Generally, each photo should have different looks... be it 
natural look/neutrals/ colour/ dramatic etc etc on a range of models.

I'm not too sure on sizings on photos... depending on the size of you portfolio (mines A1... but thats a art/photography one lols) Im assuming a make up one would be A4 (easy to lug about with you lols) 

I'd have photos printed up at 9 x 6 / 8 x 10 mounted neatly in a porfolio. 

hopefully this will help you somewhat... bleh this is all do it yer self folio talk... OR you can just forget what i said and get it all professionally done.. lols!


----------



## khadijah (Oct 18, 2005)

lol, those are all great tips! thanks. I didnt know that you can actually, erm, do-it-yourself. I don't have a great camera, but would a digital camera work and do you know if I could use digitally edited pictures for folios? (like filtering or touch-ups)


----------



## JesusShaves (Oct 19, 2005)

well i cheat ;o) ,haha i am an anti digital photographer... if its taken by digital i'll photoshop the hell out of it.  

But seriously... crappy digi cam = not too good quality pics... therefore its inevitable that it will need touch ups on colour/saturation/sharpness/levels.  Think of it this way, most images you see in magazines of models have been touched up somewhat.  But i do say that when its over done, its not a good look. I'd say the employers would like to see your capabilities in the portfolio.  

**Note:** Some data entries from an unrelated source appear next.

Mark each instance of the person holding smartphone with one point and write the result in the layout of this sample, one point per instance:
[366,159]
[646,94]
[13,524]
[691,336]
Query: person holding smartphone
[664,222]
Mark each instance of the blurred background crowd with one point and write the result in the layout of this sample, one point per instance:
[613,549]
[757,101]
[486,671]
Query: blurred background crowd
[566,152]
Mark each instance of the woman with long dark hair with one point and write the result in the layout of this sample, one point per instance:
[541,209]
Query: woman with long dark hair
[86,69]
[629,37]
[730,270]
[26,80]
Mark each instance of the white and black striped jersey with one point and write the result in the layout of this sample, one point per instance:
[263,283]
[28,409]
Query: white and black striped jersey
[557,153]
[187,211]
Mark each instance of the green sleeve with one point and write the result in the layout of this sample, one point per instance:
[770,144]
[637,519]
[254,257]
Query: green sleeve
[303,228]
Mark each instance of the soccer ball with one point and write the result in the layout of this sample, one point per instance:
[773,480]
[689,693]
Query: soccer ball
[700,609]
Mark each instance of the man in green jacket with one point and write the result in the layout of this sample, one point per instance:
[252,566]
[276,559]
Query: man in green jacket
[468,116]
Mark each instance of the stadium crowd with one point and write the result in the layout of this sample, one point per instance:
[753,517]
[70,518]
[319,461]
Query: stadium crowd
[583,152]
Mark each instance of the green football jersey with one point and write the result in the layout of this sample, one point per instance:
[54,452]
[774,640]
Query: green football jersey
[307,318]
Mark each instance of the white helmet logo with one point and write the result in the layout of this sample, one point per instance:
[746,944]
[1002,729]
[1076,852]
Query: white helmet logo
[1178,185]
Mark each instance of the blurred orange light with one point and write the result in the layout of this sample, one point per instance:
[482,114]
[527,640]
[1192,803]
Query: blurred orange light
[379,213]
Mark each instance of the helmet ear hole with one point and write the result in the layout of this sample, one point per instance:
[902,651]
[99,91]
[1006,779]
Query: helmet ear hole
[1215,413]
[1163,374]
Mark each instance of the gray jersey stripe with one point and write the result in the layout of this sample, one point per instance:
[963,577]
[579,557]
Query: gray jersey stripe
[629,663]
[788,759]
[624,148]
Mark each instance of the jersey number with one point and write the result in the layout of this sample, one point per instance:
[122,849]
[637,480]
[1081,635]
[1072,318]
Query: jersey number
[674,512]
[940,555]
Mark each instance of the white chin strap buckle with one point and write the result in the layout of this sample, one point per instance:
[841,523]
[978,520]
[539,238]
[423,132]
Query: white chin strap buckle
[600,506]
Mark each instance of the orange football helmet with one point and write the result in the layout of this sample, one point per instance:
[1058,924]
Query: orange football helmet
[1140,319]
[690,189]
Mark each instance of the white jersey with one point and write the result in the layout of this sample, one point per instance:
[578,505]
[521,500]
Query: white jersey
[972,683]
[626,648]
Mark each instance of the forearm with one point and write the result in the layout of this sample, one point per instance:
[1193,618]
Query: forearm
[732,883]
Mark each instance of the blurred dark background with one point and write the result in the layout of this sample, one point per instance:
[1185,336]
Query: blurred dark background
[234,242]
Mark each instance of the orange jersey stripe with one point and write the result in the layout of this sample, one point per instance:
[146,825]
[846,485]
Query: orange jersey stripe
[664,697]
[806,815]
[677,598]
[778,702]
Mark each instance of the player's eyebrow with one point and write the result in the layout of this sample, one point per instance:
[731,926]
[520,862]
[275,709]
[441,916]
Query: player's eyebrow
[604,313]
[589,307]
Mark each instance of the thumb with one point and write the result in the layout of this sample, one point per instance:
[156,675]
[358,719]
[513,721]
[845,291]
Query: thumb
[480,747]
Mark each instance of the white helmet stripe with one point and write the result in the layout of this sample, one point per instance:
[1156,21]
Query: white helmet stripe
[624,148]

some more tips... if you just plan on taking make up photos (non fashion editorialish ones) get a clean white background (eg linen)   just to mask anything behind (so only the model is seen... no distractions)

Im a student.. so do it myself is all i can do... plus im a cheap skate 
	

	
	
		
		

		
		
	


	




) Sorry if this is all so incoherrent... im a lil out of it! if you want any more specific tips i can go on and on.. lols... i just tried to trim what i was explaining.  But i also love giving tips (its helps me to see what i know and dont)


----------